Parenting, particularly how not to parent, is always a topic of debate. It flared into full form again this weekend after a family “allowed” a 4-year-old boy to commando crawl into a gorilla pit. The boy was rescued, but not without the killing of a rare gorilla. Critics have been pounding not only the zoo but the parents for failing to keep an eye on the boy.

As someone who has been the father of a 4-year-old boy, my sympathy is with the parents. Young boys have a gift for mayhem that is nearly impossible to prevent short of physical restraints. Want to keep a boy out of trouble? You might actually need a set of handcuffs, although their use on toddlers is generally frowned upon by authorities on child care.

But I’m not really interested in debating the parenting skills of a mother who may have made mistakes and is definitely lucky to not have had to pay the price. She should be allowed to get on with life unmolested by the angry online mobs that always rise up for these extraordinary and rare circumstances. What interests me is the debate about everyday parenting and what we are and aren’t doing as a culture.

What made me think of this is a recent interview by WHYY’s Mary Cummings-Jordan of Leonard Sax, a psychologist and physician who wrote a book called “The Collapse of Parenting: How We Hurt Our Kids When We Treat Them Like Grown-Ups.”

Sax blames parents for a whole host of adolescent problems – from rising rates of obesity to an over-reliance on attention deficit hyperactivity disorder medications. He believes there is a serious sleep deprivation crisis among young Americans and that many symptoms of ADHD are caused by lack of sleep.
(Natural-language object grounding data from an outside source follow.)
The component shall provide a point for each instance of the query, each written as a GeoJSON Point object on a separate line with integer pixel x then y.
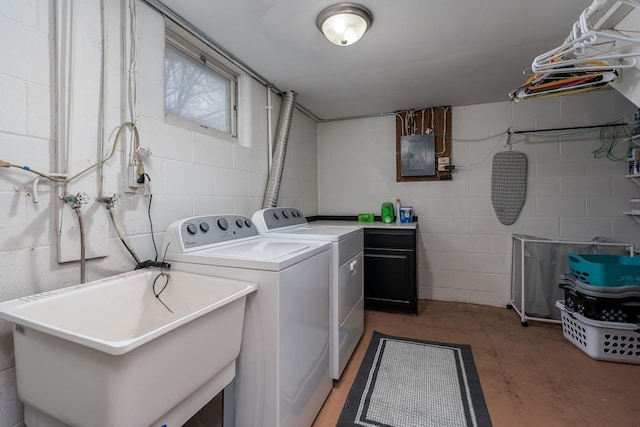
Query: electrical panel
{"type": "Point", "coordinates": [417, 155]}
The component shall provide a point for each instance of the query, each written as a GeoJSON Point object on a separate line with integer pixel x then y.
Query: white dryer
{"type": "Point", "coordinates": [347, 286]}
{"type": "Point", "coordinates": [283, 375]}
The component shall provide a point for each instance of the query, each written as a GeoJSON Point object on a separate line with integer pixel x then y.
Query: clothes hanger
{"type": "Point", "coordinates": [584, 46]}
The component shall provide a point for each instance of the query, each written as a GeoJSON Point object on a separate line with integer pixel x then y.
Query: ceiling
{"type": "Point", "coordinates": [418, 53]}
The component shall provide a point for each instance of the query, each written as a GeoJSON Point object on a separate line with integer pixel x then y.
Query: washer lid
{"type": "Point", "coordinates": [316, 232]}
{"type": "Point", "coordinates": [259, 254]}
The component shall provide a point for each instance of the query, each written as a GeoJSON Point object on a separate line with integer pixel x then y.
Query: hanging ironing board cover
{"type": "Point", "coordinates": [508, 185]}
For the most part, his views are the sort of anti-scientific, Dr. Phil-level homespun common sense that plays well with most parents because it sounds right. He offers more anecdote than evidence. But no group is more receptive to arguments that they may very well be screwing up everything than parents.

Sax’s remedy to most problems is authoritarian parenting. In other words, parents need to be sure that they remain the boss, that they don’t treat children as peers, seeking consensus rather than enforcing right and wrong. While I have seen parents try painfully to reason with unreasonable children in a way that seems a poor choice for all involved, it’s often not that simple.

While Sax’s diagnosis of poor parenting as epidemic in the United States might be misguided, I think some of his recommendations are not bad. In particular, his advice on making sure kids get enough sleep – that they have enforced limits to screen time in order to get more sleep – is simple common sense that is ignored by a lot of people. I have a hard time putting screens down at night, never mind my kids.

Will a good night’s sleep solve obesity, depression and ADHD? I’m not so sure. But it will help kids and parents be ready for whatever the day ahead will bring. It will help us have clearer minds.

And, hopefully, that will make us less likely to blame everything on parents.